High oil prices were used to fund social programmes. Free healthcare was established, and “2.5 million houses have been built for people in need in just four years”. Labour laws were strengthened including “rules to prevent mass lay-offs”. Poverty and extreme poverty were cut by half. Local direct-democracy was promoted and encouraged.

But the economic situation is undermining many of these gains, Martin told me. Before his death Chavez talked about “a socialist economy and a communal state”, Martin told me.

Revolution interrupted

But it wasn’t to be.

“In more recent years there has been a push back by the bureaucracy in the state against any form of genuine grassroots organisation”.

For example, “in the field of agrarian reform there is a clear concerted effort on the part of former and new landowners, in an alliance with sections of the state apparatus and the judiciary to return the land to the landowners and evict the peasant communities from it, many of which had had land titles granted under Chavez”.

Social Democracy and its discontents

The slowdown or even reversal of revolutionary policies under Maduro are not responsible for the economic crisis. “No one could have avoided that”, Martin told me.

The collapse of oil prices “triggered the crisis”, he said. And the international sanctions and isolation, and hoarding of food and goods (by both capitalists and state linked entities) perpetuate it. “But certainly a democratically planned state owned economy would have been in a much better situation to withstand the blow”.

Stop calling this socialism

A big part of calling Venezuela ‘socialist’ by the ‘mainstream’ press is designed to delegitimise the word and concept. Especially at a time of increased appeal.

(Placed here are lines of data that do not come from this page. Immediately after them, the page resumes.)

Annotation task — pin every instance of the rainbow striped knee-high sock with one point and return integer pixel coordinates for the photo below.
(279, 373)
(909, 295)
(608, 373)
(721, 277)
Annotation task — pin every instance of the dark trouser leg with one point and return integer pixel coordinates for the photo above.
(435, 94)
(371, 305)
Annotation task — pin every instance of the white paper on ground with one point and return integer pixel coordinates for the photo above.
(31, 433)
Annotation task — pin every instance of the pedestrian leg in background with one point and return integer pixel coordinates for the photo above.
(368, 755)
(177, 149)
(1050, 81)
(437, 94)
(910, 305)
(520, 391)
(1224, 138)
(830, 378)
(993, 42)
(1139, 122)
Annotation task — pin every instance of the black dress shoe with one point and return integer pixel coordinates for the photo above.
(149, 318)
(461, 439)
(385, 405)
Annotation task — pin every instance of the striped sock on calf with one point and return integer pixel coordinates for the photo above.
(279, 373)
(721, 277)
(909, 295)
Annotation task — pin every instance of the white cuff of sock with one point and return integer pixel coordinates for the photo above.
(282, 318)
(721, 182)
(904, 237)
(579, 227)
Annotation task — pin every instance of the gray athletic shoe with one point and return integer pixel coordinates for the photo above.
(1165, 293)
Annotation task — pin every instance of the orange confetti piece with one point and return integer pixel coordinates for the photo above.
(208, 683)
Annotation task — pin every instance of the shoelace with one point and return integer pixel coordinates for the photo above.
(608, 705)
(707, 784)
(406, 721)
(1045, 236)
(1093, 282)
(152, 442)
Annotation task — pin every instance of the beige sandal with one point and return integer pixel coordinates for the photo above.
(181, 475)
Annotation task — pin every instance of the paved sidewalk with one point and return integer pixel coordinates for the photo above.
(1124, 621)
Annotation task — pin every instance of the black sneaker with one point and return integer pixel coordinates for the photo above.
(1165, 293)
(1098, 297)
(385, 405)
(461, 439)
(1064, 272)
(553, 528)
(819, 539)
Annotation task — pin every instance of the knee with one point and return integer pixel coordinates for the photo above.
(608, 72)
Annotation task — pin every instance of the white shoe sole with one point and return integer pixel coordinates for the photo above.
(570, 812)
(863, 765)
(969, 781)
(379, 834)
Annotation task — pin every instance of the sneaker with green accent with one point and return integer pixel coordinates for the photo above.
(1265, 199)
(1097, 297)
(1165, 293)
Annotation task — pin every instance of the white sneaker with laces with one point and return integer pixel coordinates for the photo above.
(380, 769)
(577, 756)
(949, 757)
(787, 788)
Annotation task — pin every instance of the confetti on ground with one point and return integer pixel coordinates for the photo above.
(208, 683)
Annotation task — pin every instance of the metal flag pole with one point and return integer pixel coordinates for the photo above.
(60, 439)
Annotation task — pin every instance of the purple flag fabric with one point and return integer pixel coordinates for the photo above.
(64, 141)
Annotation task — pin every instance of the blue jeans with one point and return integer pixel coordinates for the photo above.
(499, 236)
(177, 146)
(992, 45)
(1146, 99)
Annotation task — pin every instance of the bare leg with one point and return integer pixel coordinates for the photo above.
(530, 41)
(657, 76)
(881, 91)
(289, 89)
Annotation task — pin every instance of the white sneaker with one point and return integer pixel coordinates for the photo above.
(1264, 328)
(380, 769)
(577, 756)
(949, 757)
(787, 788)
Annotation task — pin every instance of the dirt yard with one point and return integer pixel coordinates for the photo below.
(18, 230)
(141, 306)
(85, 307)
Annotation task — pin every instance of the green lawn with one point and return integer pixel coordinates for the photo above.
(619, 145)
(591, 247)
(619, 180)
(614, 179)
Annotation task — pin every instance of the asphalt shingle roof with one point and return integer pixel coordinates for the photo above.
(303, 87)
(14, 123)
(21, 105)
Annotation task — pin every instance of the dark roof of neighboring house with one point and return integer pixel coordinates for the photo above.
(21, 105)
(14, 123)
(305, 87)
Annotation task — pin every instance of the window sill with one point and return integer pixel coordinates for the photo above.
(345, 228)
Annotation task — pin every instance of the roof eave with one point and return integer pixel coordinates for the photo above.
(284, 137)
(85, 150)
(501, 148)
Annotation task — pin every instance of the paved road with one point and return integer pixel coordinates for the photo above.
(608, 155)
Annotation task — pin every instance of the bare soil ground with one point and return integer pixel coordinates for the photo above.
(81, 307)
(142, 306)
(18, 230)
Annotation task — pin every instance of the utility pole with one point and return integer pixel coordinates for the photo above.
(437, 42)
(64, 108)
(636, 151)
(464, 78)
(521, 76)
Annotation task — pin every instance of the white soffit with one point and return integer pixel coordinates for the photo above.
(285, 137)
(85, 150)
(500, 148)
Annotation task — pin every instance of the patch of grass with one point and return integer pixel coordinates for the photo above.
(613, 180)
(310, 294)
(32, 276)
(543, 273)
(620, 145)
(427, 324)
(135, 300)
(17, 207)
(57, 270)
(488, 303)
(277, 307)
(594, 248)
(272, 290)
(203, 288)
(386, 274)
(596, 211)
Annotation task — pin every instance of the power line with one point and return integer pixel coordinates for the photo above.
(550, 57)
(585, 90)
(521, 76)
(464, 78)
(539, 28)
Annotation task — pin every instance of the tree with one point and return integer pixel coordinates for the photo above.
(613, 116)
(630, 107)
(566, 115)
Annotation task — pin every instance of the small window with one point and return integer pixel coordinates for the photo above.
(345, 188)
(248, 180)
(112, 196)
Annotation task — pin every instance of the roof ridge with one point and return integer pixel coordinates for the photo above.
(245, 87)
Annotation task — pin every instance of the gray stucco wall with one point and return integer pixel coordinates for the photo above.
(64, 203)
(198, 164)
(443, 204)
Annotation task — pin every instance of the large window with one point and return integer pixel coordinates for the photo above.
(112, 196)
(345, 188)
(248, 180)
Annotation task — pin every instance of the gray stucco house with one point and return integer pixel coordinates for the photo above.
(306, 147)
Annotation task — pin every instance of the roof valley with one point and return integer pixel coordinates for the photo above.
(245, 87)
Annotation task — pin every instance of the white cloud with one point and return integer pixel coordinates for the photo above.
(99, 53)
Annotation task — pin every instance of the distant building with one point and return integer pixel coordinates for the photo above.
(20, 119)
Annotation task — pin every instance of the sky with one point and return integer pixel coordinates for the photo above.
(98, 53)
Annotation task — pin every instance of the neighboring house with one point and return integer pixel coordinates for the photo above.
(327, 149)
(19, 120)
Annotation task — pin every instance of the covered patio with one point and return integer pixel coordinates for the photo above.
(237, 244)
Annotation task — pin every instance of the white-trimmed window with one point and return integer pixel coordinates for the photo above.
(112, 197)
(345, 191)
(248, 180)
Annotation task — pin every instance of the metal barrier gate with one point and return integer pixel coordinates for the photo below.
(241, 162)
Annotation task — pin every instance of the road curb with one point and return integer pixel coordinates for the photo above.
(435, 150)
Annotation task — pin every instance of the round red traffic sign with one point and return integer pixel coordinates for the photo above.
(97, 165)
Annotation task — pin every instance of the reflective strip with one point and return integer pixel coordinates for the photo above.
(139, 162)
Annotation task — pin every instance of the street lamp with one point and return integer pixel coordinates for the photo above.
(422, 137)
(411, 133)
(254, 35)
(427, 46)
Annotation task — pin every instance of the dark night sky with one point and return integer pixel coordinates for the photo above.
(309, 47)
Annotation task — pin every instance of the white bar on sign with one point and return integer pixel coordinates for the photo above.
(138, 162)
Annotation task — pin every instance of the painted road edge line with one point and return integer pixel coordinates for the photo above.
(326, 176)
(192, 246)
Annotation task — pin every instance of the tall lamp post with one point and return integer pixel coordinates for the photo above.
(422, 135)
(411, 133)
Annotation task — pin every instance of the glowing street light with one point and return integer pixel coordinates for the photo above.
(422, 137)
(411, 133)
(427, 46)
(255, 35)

But it is crucial to distinguish ‘Keynesianism’, or ‘social democracy’ from “socialism”.

Michael Roberts (pseudonym), a Marxist financial analyst who has worked for 30 years in the City of London, told me: “It’s not ‘socialist’ by a Marxist definition. ‘Socialism’ in the proper sense of a super-abundant society with no classes and free time for all is only possible on a world scale and only after decades of ‘transition’ “.

Roberts also explained that: “What has failed in Venezuela is not socialism (common ownership of the means of production and a democratic plan) but rather the attempt to regulate and control capitalism (a form of Keynesianism if you want)”.

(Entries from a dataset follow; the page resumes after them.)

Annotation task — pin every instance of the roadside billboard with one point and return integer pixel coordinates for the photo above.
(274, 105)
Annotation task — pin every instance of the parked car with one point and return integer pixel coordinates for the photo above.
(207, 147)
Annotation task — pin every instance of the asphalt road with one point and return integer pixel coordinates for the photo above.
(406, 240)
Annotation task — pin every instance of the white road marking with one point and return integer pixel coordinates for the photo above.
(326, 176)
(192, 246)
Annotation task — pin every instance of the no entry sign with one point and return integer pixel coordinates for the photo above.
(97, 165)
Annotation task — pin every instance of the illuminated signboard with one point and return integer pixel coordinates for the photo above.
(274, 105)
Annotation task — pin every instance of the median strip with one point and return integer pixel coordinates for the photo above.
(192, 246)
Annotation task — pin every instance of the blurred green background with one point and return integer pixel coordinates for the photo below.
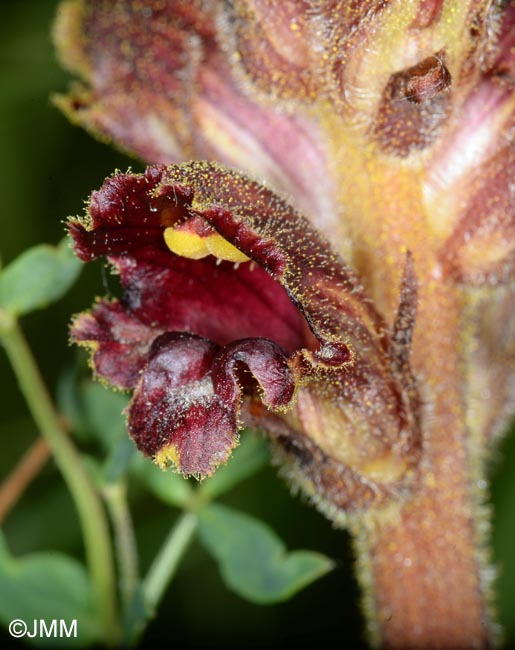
(48, 167)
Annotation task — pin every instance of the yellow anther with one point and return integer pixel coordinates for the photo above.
(189, 244)
(167, 457)
(186, 244)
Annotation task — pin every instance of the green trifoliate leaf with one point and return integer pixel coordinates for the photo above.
(48, 587)
(38, 277)
(253, 561)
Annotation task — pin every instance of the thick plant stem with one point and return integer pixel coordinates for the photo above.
(88, 503)
(167, 560)
(425, 568)
(115, 495)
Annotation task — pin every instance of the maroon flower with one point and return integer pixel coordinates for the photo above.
(232, 300)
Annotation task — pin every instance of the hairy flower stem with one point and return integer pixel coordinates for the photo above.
(115, 496)
(88, 503)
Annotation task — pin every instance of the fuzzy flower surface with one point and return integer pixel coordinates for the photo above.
(349, 290)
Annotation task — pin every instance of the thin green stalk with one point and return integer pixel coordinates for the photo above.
(115, 495)
(88, 503)
(167, 560)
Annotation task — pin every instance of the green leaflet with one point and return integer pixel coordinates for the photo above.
(48, 586)
(253, 561)
(38, 277)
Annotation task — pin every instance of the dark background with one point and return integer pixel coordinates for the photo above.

This point was also made by Martin in a prescient 2016 article, in which he warned of the very real threat of a foreign backed coup d’etatand emphasised that attempts to “regulate capitalism” were failing. His prescription was to move forward with the “Bolivarian revolution” and further ‘democratise’ the economy.

Imperialism must be opposed!

Regardless of Martin’s criticisms, he says, “the overthrow of this government at the hands of imperialism would be an unmitigated disaster for the workers and the poor”. There would be, “wholesale privatisation of state property, return of the land to the former owners, mass layoffs in the public sector, the abolition of all social programmes of the revolution”.

This aggression, “must be opposed staunchly, not only by socialists, but by any consistent anti-imperialists and democrats”.


Mohamed Elmaazi obtained his LLB from SOAS and Masters in International and Comparative law from the American University in Cairo. He worked in human rights law for a number of years before shifting to journalism. He occasionally reports for The Real News Network and currently writes for Open Democracy, The Canary and The Grayzone Project.